Grundsätzlich bestehen allerdings Zweifel, ob bei dieser funktionserhaltenden Methode die Stabilität zwischen dem ersten und zweiten Halswirbel erhalten bleibt. Genau für diese Frage hat Dr. Ottenbacher eine intraoperative Stabilitätsprüfung entwickelt, die bei Gietzen positiv ausfiel.

Mit entscheidend für den Erfolg, sagt der Neurochirurg, seien die dreidimensionalen Röntgenaufnahmen gewesen, die im WSZ Trier während der Operation angefertigt werden können (siehe Seite 11).

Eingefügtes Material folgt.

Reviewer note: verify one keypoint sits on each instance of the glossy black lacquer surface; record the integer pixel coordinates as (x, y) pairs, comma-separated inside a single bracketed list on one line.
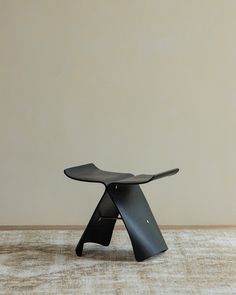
[(123, 196)]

Mittels Infrarottechnik können die Operateure auf mehreren Bildschirmen genau sehen, wo und in welchem Winkel sie ihre Instrumente ansetzen. Auf diese Weise konnte Ottenbacher die immerhin 3,5 Millimeter dicken Schrauben im Atlas von Gietzen platzieren - unter Schonung des Rückenmarks einerseits und der Vertebralarterie andererseits.

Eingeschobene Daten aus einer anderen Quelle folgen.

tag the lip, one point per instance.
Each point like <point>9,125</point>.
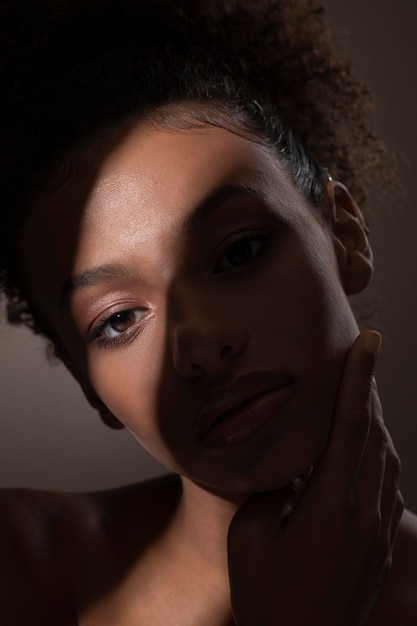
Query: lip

Keine Kompromisse bei der Lebensqualität

"Professor Bettag und Dr. Ottenbacher haben mir genau erklärt, was sie vorhatten", erzählt Gietzen. "Und sie haben mir auch nicht vorenthalten, dass der Erfolg der funktionserhaltenden Methode nicht sicher vorhergesagt werden könne."

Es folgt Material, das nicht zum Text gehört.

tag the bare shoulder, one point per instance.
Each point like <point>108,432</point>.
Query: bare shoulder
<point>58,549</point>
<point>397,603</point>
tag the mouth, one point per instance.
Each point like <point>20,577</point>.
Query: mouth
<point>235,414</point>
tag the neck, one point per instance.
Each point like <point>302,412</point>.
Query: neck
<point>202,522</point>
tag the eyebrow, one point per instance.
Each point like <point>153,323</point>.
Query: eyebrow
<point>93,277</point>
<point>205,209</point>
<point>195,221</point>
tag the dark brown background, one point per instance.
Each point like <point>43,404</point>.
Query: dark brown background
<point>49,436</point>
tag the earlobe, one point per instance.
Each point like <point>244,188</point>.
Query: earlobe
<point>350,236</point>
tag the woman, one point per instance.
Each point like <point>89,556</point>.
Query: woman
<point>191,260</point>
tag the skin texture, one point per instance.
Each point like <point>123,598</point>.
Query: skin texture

Dennoch sei ihm sofort klar gewesen, dass er dieses Verfahren wollte. Seine Entschlossenheit hat sich ausgezahlt: Mittlerweile sind alle vier Brüche wieder geschlossen: "Das Ergebnis ist tatsächlich besser als wir zu hoffen gewagt hatten", sagt der Arzt. Neben der Herstellung der Funktion des Atlas konnte auch die Durchblutung der Vertebralarterie, die durch den Bruch unterbrochen war, wiederhergestellt werden. Somit kann Gietzen auf die Einnahme blutverdünnender Medikamente verzichten.

"Theoretisch könnten wir die Schrauben wieder herausnehmen." Notwendig sei dies angesichts der allgemeinen Risiken einer Operation aber nur im Falle von Schmerzen oder einer Entzündung, schränkt Dr. Ottenbacher ein. Die hat Gietzen aber nicht: "Ich kann wirklich beinahe wieder alles machen. Und wenn man sich überlegt, wie das hätte ausgehen können, bin ich wirklich nur dankbar für das, was die Ärzte erreicht haben."

Neurochirurg Dr. Andy Ottenbacher (li.) hat eine Methode entwickelt, wie bei der operativen Behandlung einer Atlasberstung überprüft werden kann, ob die Beweglichkeit mit ausreichender Stabilität sich wiederherstellen lässt.